For today’s blog entry I will combine both Cloud and Big Data to show you how easy it is to do Big Data on the Cloud.
Microsoft Azure is a cloud service provided by Microsoft, and one of the services offered is HDInsight, an Apache Hadoop-based distribution running in the cloud on Azure. Another service offered by Azure is blob storage. Azure Storage functions as the default file system and stores data in the cloud and not on-premises or in nodes. This way, when you are done running an HDInsight job, the cluster can be decommissioned (to save you money) while your data remains intact.
HDinsight provides an excellent scenario for IoT analytics, PoC\Development, bursting of on-Premise resources to the Cloud, etc.
First thing of course what you will need is Microsoft Azure Subscription. Subscription has many moving parts, and http://azure.microsoft.com has interactive pricing pages, a pricing calculator, and plenty of documentation. If you have an MSDN subscription you will get a limited Azure subscription as well (just have to enable and link it) or you can setup a trial subscription at https://azure.microsoft.com/en-us/pricing/free-trial/. For this little tutorial I will be using my MSDN subscription.

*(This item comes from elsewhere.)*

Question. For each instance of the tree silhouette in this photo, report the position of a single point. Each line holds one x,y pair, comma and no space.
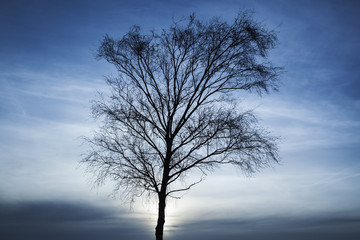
171,110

Assuming you know how to setup your subscription and can login to Azure Management Portal our next step will be to create Azure storage account. Now I already have number of storage accounts, but will create on just for this tutorial:
Hit +NEW in lower left side of portal and expand your choices, picking storage:
Pick unique URL , data center location and hit Create Storage Account. Easy:
Once the account is created I will create storage container within this account. In your account dashboard navigate to containers tab and hit create new container:
Enter name for container and If there is any chance of sensitive or PII data being loaded to this container choose Private access. Private access requires a key. HDInsight can be configured with that key during creation or keys can be passed in for individual jobs.
This will be the default container for the cluster. If you want to manage your data separately you may want to create additional containers.
Next I will create Hadoop\HDInsight cluster. Here as with a lot of things in Azure I can use either Quick Create or Custom Create options, later giving me more control of course. Lets create an HDInsight cluster using Custom Create option.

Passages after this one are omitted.